At the same time, IBM has been aggressively moving forward with its SoftLayer offerings, along with 40 cloud centers across the globe. Since its $2 billion acquisition of SoftLayer a year ago, IBM has poured $1 billion in a new Watson business unit, with Watson running on SoftLayer, and another $1 billion to establish a cloud PaaS to help millions of developers build cloud applications running on SoftLayer, with work based on the Cloud Foundry Foundation.

Leading vendors' revenues are neck in neck, Total Amazon AWS revenues are now well in excess of $1 billion per quarter, with nearly all of that coming from cloud infrastructure services. IBM and Microsoft also both claim quarterly cloud revenues of around $1 billion, but in their cases much of the cloud revenue comes from software/SaaS, cloud-related hardware products or associated professional and technical services.

Synergy observes AWS did not grow its cloud revenues on a sequential basis, and consequently saw its at year-on-year growth rate drop to 49%, Synergy adds. At the same time, the consultancy adds, Google is not managing to keep pace with its larger rivals in this space.

Growth for leading cloud infrastructure providers in Q2 was as follows:

  1. Microsoft  164%
  2. IBM  86%
  3. Amazon Web Services  49%
  4. Google  47%
  5. Salesforce  38%

As Synergy analyst John Dinsdale summed it up:

“It has become clear that AWS finally has some tough competition to face. Until this quarter it could claim that it was bigger than its four nearest competitors, but now at least one jewel has fallen from its crown. While it remains a formidable leader of the market, Microsoft is making some huge strides in IaaS and PaaS while IBM now has clear leadership in the private and hybrid infrastructure services segment.”

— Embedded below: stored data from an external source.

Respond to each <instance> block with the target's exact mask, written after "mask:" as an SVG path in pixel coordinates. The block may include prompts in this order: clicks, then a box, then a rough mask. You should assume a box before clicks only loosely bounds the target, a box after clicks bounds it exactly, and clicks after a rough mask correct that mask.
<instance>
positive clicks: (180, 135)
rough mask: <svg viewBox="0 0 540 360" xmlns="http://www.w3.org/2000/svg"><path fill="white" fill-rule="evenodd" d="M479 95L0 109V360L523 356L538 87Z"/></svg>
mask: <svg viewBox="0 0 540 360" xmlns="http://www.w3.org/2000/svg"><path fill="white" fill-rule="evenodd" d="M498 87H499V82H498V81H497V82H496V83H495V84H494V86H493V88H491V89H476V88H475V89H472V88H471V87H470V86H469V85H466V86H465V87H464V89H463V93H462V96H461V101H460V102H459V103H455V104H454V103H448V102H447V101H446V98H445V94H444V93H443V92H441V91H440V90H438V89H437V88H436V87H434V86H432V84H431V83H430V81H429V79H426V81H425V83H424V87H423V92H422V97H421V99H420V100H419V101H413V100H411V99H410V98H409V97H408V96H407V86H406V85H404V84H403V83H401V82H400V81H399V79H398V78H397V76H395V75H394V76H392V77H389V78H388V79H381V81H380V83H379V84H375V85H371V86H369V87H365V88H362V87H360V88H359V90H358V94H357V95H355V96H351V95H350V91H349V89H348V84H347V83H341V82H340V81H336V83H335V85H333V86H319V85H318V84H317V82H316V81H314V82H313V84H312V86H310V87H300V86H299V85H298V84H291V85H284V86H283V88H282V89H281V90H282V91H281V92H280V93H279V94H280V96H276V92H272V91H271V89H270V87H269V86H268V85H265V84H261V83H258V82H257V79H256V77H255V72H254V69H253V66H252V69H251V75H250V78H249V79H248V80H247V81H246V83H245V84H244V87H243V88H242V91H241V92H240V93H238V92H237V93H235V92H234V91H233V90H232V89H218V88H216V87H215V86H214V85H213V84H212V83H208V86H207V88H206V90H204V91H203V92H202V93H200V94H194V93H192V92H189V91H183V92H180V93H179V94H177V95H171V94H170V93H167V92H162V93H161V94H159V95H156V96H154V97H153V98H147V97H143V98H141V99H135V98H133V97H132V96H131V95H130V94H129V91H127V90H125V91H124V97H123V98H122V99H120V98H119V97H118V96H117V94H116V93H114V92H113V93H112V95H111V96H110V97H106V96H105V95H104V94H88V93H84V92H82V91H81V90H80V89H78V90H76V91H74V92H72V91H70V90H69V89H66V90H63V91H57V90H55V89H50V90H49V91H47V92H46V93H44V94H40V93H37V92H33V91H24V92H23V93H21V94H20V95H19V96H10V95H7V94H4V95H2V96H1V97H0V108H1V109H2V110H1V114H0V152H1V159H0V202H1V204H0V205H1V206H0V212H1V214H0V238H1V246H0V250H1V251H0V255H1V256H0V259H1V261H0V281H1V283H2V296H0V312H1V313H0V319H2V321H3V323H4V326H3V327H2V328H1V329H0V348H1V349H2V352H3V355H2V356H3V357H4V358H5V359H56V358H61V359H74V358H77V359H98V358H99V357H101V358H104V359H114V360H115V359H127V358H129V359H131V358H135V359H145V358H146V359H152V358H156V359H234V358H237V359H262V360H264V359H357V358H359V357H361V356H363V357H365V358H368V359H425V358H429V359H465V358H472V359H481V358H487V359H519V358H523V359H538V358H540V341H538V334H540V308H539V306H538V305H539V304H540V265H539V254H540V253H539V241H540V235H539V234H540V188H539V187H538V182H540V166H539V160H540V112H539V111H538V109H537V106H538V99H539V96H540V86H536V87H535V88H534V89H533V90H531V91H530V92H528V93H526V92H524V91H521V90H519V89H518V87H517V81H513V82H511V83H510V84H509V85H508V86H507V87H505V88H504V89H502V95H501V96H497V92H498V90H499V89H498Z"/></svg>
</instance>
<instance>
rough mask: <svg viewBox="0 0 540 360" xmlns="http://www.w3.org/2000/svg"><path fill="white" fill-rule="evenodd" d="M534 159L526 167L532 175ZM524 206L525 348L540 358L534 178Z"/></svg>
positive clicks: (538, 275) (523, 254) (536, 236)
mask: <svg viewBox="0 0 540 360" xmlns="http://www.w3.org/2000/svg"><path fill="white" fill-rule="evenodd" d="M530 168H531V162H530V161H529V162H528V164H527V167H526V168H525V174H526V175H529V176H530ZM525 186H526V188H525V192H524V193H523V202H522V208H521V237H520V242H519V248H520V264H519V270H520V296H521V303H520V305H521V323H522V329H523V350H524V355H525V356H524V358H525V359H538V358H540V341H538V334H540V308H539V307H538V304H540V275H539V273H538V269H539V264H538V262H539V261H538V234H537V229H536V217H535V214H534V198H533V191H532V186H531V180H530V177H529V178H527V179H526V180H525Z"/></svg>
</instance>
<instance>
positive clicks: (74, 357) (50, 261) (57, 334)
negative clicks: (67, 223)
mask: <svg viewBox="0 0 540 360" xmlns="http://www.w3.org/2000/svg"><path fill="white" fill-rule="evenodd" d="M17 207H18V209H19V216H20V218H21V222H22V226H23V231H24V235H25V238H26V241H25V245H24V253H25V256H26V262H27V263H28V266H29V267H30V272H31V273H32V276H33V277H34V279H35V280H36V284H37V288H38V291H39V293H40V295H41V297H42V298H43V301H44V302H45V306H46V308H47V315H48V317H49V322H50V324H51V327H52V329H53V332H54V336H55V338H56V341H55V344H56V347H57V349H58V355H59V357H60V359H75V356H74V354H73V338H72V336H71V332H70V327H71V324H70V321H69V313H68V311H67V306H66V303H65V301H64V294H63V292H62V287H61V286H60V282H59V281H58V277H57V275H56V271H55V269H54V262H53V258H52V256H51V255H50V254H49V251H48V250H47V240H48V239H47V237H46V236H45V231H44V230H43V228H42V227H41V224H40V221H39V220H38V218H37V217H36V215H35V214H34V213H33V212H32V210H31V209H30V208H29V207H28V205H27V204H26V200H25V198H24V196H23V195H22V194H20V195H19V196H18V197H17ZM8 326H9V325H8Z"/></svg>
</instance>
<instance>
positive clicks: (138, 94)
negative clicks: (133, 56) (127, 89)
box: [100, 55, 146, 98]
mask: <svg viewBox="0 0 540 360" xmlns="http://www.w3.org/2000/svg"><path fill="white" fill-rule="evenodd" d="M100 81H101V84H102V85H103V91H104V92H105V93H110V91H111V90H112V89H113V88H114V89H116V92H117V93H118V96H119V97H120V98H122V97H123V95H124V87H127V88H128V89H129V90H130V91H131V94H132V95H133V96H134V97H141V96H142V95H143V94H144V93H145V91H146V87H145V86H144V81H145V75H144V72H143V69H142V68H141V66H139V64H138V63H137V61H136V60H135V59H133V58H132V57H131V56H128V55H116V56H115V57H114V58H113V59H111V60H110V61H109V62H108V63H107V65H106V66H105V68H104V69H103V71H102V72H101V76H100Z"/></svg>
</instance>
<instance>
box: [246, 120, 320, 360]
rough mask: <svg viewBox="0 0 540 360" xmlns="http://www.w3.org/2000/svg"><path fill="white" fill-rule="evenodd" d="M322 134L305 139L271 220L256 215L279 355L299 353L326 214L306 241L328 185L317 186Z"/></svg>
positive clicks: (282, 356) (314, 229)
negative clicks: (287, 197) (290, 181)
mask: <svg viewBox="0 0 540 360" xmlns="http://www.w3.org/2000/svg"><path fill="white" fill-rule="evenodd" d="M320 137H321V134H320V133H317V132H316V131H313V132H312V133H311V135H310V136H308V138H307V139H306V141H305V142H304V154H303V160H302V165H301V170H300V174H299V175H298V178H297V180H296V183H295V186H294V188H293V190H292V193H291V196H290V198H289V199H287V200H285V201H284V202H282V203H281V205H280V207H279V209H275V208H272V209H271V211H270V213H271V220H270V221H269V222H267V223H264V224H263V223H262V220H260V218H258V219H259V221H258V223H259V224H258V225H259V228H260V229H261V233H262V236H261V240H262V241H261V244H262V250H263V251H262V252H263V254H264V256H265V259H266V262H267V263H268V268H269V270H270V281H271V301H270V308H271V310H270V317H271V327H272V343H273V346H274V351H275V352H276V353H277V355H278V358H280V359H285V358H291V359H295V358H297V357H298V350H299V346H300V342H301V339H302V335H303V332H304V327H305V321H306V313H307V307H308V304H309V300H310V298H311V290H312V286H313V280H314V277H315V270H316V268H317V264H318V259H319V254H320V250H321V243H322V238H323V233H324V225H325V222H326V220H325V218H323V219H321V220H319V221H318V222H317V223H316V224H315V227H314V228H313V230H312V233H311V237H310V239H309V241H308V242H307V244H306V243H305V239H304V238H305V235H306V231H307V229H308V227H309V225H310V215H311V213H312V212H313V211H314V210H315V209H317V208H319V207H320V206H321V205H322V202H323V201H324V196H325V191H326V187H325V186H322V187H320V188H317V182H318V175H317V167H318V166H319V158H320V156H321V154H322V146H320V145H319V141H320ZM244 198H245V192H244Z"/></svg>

One thing is clear: there's a great deal of competition heating up in the cloud infrastructure space. And this doesn't account for open-source offerings such as OpenStack and Eucalyptus, which pay roles in private and hybrid cloud projects that usually don't get counted in market figures. Competition in this space is a good thing for everyone, and let's hope it remains extremely competitive -- we already saw the benefit in the price wars earlier this year. Most importantly, it really doesn't matter whether this vendor or that vendor is making gobs of money. That's only a sideshow. It's about what cloud can do for businesses and innovation, and helping people succeed in a fast-paced economy.